The cabinet is discussing Switzerland's relationship with the European Union.
The long term aim of the entire government is EU membership. Less certain is the timetable for restarting negotiations which have been on hold since 1992 when Swiss voters rejected membership of the European Economic Area.
The issue has been in the news all week with two ministers publicly stating their position ahead of the cabinet meeting.
On Monday, the foreign minister, Joseph Deiss, said he did not want a "pause for thought" on the question of EU membership. He said even if the negotiations were not launched until after the next elections in 2003, a debate needed to begin now to convince the people and the cantons.
Meanwhile, the economics minister, Pascal Couchepin, said on Tuesday: "I have never been in favour of a pause for thought. It's impossible and not useful. You must never stop thinking. But I am convinced that the Swiss people want to wait a while before they take another step towards European integration."
"As you could see after the vote [on the bilateral free trade agreements with the European Union on May 21], opinion polls showed that most Swiss people are sceptical about our future relations with the EU," Couchepin said.
The minister refused to be drawn on when he would like to see negotiations on EU membership started. He said it was "not possible, or desirable" to lay down a date.
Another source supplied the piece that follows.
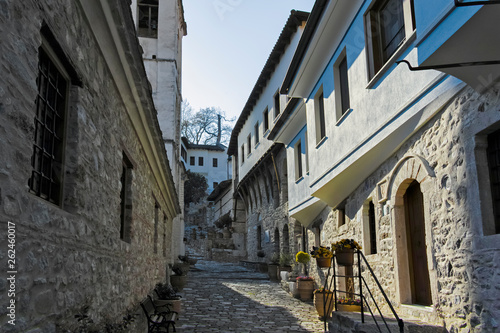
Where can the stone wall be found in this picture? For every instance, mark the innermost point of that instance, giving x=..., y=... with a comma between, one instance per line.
x=463, y=259
x=71, y=256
"There are some important reforms to be carried out - the reform of the fiscal system and of agriculture, for example," Couchepin said. "All this will take time, and if you push the people too hard in a direct democracy, they will react immediately."
"The wise way of doing things is not to pressure people, and to do things in a democratic way - and that takes time," Couchepin said.
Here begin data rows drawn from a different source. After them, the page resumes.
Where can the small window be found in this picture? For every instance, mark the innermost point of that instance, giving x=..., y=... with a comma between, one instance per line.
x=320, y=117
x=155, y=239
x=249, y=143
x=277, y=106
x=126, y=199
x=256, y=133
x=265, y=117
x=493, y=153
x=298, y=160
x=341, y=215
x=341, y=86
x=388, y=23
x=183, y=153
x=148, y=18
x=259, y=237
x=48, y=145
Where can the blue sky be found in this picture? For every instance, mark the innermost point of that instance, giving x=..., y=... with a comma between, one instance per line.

Following Deiss's speech, some Swiss commentators said that this was proof of a split in the cabinet: Deiss representing those ministers who wanted to strike while the iron was hot and capitalise on the overwhelming popular support for the bilaterals; Couchepin wanting to follow a more pragmatic line.
Other analysts said Deiss's speech was more likely an attempt to scupper a people's initiative calling for talks on EU membership to start immediately.
In his speech, the foreign minister said he wanted to see the "Yes to Europe" initiative, which parliament will debate in its forthcoming session, withdrawn. He said the goal should not be simply to open entry negotiations as soon as possible, but to become an EU member, and rejection of the initiative in a popular vote could jeopardise that.
"No one can say when the ideal time to open negotiations will be," Deiss said in Zurich. But he maintained that it would be unrealistic to imagine they could start in the current legislative period, which ends in 2003.